Afferrai una cartella con su scritto il mio nome e cominciai a sfogliare ogni singolo paziente.
Mi preoccupava un po' di più quel povero vecchietto che era arrivato con un bisogno immediato di una lavanda gastrica e poi avevamo scoperto si trattasse di una brutta infezione alla cistifellea.
Avevo passato quasi tre ore in sala operatoria con lui e avevo perso la cena di compleanno di Ava, che non aveva smesso un attimo di rimproverarmi, quando arrivai a casa sua.
Fui giustificata solo perchè non avevo nemmeno avuto il tempo di cambiarmi ed indossavo ancora la tuta blu da chirurgo, beccandomi un'occhiata comprensiva da nonna Grace.

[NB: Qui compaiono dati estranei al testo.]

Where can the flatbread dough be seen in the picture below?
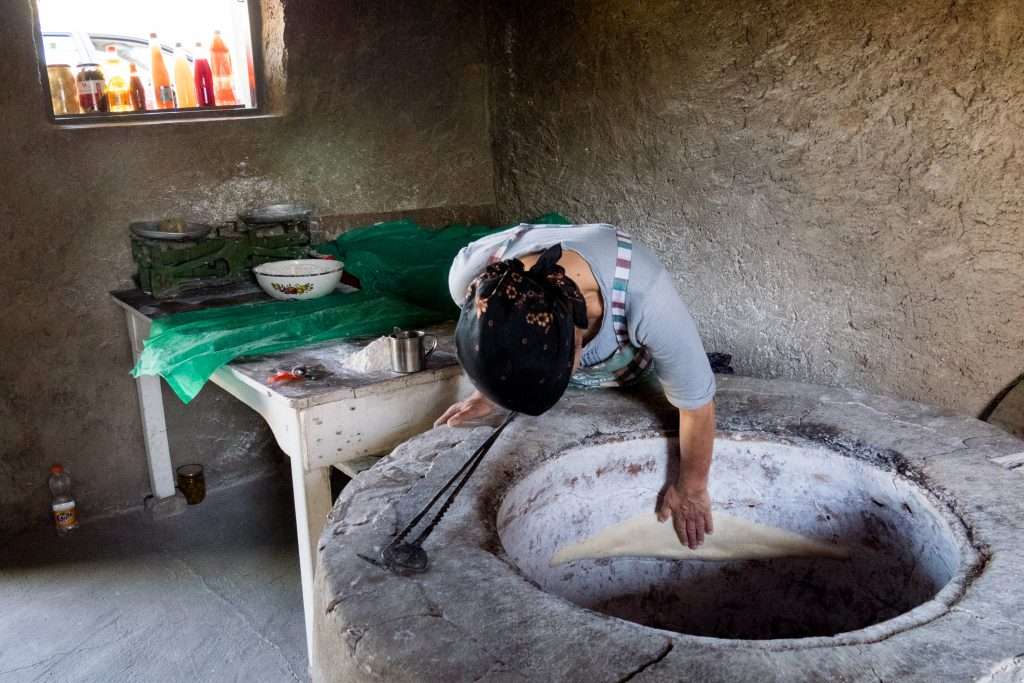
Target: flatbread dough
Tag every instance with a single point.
(734, 539)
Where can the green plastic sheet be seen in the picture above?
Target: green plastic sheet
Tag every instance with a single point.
(403, 271)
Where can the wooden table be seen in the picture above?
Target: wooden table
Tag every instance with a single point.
(340, 420)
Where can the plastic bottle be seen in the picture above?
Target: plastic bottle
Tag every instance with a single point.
(137, 90)
(118, 82)
(220, 63)
(203, 79)
(91, 87)
(64, 90)
(64, 506)
(162, 92)
(184, 87)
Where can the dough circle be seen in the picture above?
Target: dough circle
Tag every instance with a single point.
(734, 539)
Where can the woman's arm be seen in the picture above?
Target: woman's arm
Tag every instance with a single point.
(687, 502)
(475, 407)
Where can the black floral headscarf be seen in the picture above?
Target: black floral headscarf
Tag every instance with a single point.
(515, 336)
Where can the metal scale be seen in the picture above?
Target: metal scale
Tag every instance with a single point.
(174, 256)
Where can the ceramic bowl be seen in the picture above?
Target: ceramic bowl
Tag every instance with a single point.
(301, 279)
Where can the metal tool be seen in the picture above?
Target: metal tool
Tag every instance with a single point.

Con la cartella sotto braccio, cominciai a dirigermi verso i miei pazienti.
< Buongiorno, Mr Smith. Come andiamo stamattina? > gli chiesi con un sorriso.

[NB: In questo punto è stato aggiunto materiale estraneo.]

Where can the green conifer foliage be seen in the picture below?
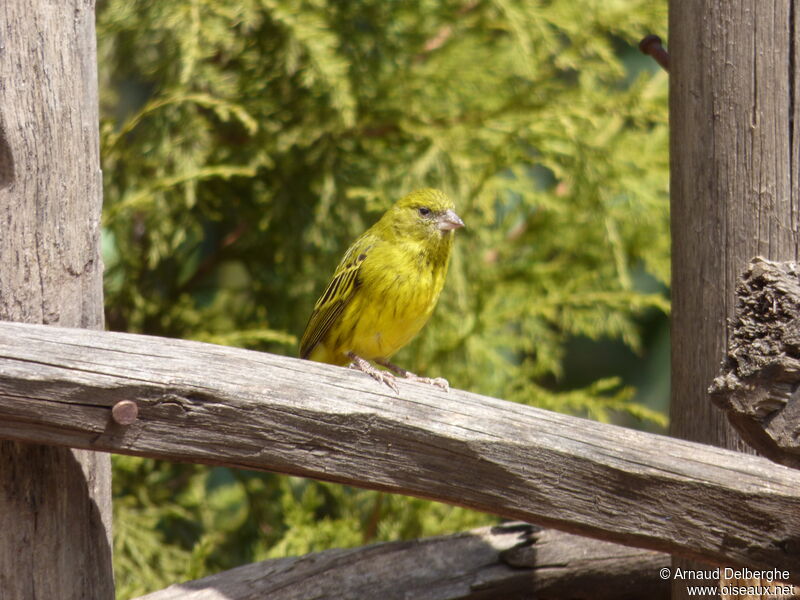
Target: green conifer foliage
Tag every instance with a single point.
(246, 143)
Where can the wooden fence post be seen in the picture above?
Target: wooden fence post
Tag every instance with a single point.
(55, 503)
(733, 118)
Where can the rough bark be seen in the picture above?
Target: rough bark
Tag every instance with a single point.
(514, 561)
(55, 512)
(734, 189)
(760, 375)
(219, 405)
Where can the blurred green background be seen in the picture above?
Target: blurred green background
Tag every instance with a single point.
(246, 143)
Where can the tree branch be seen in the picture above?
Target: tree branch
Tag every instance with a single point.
(210, 404)
(465, 566)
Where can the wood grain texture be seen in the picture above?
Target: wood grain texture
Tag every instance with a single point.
(467, 566)
(55, 503)
(761, 371)
(203, 403)
(734, 191)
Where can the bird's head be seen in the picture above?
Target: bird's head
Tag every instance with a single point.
(426, 214)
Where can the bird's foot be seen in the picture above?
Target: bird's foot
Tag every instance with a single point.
(360, 364)
(439, 382)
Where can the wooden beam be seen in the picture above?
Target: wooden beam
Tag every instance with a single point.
(55, 503)
(514, 561)
(210, 404)
(761, 371)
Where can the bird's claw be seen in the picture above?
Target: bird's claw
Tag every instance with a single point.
(359, 364)
(439, 382)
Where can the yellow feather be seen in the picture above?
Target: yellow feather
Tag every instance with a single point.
(387, 285)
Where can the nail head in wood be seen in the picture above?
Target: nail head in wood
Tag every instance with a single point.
(125, 412)
(652, 46)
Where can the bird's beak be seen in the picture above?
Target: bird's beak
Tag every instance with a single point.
(449, 220)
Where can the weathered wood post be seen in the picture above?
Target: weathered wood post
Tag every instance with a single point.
(734, 185)
(55, 503)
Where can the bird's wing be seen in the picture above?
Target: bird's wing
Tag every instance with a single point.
(337, 296)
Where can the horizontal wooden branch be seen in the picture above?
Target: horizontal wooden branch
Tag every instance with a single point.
(203, 403)
(465, 566)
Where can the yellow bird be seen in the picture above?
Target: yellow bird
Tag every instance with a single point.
(385, 288)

< Male > fece lui scorbutico. < Pensavo si trattasse di una intossicazione >
< L'abbiamo presa giusto in tempo, Mr Smith > gli feci notare
< Quando potrò tornarmene a casa? >
< Quando i suoi parametri saranno a posto. >
< Dottori! > alzò le mani esasperato.
< Ha fatto chiamare qualche suo paziente? >
< si, sta arrivando mia figlia >
< Bene. Allora vado, ci vediamo più tardi > uscii dalla stanza.
Dovevo controllare almeno una decina di altri pazienti e la cosa non mi piaceva poi così tanto. Sapevo perfettamente che dovevo prendermi cura dei post operatori e che per un paziente in convalescenza ogni momento era buono per giocarmi lo scherzetto del rigetto o dell'infezione, ma quella era fastidiosa routine. Quello che mi faceva scorrere il sangue nelle vene era l'adrenalina del pronto soccorso.
< Dottoressa Grey > mi salutò il primario con un cenno del capo.
< Capo > risposi io.
Era lo stesso uomo che mi aveva permesso di intervenire su Betty quella famosa sera.
Avevo fatto con lui il colloquio; mi aveva fatta accomodare nel suo ufficio e senza nemmeno farmi le solite domande di rito mi aveva passato un camicie e un badge, e poi si era raccomandato di farmi trovare pronta per il giorno dopo.
Temevo ci fosse lo zampino di mia nonna o, peggio ancora, di mio padre, ma quando capii che erano soprattutto interessati a mettere le mani sopra la ricerca mi rilassai e anche visibilmente.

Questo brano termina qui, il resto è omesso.